Simplifying expressions means making them easier to work with by reducing them to their most basic form. In a simplified expression, unnecessary elements are removed or rewritten in a way that makes further calculations easier. To simplify, we perform operations like combining like terms and reducing fractions.
In the given problem, simplifying requires handling both the numerator and the denominator. We first focused on the inner fraction. The main goal in this step was to rewrite the expression in a single fraction form, allowing us to subtract and find one simple fraction. For example, changing 1 to \( \frac{b}{b} \) allowed us to simplify \( 1 - \frac{b+1}{b} \) to \( \frac{-1}{b} \). This might seem tricky at first, but breaking it down step-by-step makes it clearer.
Remember, keeping track of minus signs and common denominators ensures accurate simplification.

Polynomial operations involve handling expressions that include multiple terms made by variables raised to powers, typically through addition or subtraction. In our exercise, once the fraction was simplified, we ended up with a polynomial \( b - b^2 \).
When dealing with polynomials, think of each term separately. Here, you have \( b \) and \( -b^2 \). Combining them relies on identifying and dealing with like terms, which are terms that have the same variable to the same power. In our example, there is no like term for \( b^2 \) since there's only one term with an "\( b^2 \)" in it. This means we can't combine \( b \) with \( -b^2 \), and so we leave them as a single expression.
Polynomials need careful handling, especially when operations like subtraction are involved. A small mistake with a sign can mislead the whole problem. Always double-check your work to ensure sign accuracy.

Fraction simplification is a crucial step in algebra, where a fraction is reduced to its simplest form. This means making the numerator and the denominator as basic as possible.
For the given exercise, the challenge was dealing first with the inner fraction \( 1 - \frac{b+1}{b} \) which involved rewriting it into \( \frac{-1}{b} \).
Another essential step was dividing \( b \) by the fraction \( \frac{-1}{b} \), which involved flipping the inner fraction and changing division into multiplication. Calculating \( \frac{b}{\frac{-1}{b}} \) simplifies down to \(-b^2 \) by multiplying \( b \) with \(-b\).

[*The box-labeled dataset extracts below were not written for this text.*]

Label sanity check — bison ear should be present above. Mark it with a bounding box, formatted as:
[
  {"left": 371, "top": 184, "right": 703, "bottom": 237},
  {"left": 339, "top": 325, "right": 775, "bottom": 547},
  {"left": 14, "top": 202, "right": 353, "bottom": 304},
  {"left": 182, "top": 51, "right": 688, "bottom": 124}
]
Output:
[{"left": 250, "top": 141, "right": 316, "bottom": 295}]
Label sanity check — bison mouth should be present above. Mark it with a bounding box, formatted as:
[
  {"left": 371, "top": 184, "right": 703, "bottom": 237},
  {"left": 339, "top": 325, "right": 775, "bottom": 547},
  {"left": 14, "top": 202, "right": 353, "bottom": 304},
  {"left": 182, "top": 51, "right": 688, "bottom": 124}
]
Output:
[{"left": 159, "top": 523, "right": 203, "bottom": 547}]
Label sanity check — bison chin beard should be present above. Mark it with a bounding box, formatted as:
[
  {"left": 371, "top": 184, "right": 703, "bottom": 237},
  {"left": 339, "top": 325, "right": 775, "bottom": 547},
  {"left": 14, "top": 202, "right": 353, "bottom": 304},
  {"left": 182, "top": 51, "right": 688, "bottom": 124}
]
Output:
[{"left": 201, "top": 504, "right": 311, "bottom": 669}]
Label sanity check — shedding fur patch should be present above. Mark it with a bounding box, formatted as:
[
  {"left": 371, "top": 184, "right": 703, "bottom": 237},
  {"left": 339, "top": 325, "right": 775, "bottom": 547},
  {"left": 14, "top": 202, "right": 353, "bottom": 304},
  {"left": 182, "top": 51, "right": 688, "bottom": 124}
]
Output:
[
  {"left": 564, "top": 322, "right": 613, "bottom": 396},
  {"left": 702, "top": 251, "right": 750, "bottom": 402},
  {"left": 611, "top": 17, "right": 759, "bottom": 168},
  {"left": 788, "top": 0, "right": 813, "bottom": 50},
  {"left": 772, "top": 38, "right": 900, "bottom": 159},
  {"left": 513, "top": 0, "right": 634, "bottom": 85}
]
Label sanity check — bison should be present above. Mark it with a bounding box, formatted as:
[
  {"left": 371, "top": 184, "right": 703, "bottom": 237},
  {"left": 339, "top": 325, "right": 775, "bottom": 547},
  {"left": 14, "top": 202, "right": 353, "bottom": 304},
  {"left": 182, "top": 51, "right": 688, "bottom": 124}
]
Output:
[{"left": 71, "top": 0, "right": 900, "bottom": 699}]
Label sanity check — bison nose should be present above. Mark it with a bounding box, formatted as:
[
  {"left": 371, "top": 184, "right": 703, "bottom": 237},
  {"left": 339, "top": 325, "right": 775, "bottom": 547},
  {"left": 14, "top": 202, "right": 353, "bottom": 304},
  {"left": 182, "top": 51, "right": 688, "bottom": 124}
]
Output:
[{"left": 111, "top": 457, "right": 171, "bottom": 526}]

• Recognizing when and how to take the reciprocal of a fraction is a fundamental skill. This step effectively removes the fractions, turning complex expressions into simpler polynomials for further operations.
• Always be meticulous with signs when flipping fractions, as a sign error can change the entire result.

Simple checks for simplification can include verifying whether the numerator and denominator share any common factors, which would allow further reduction.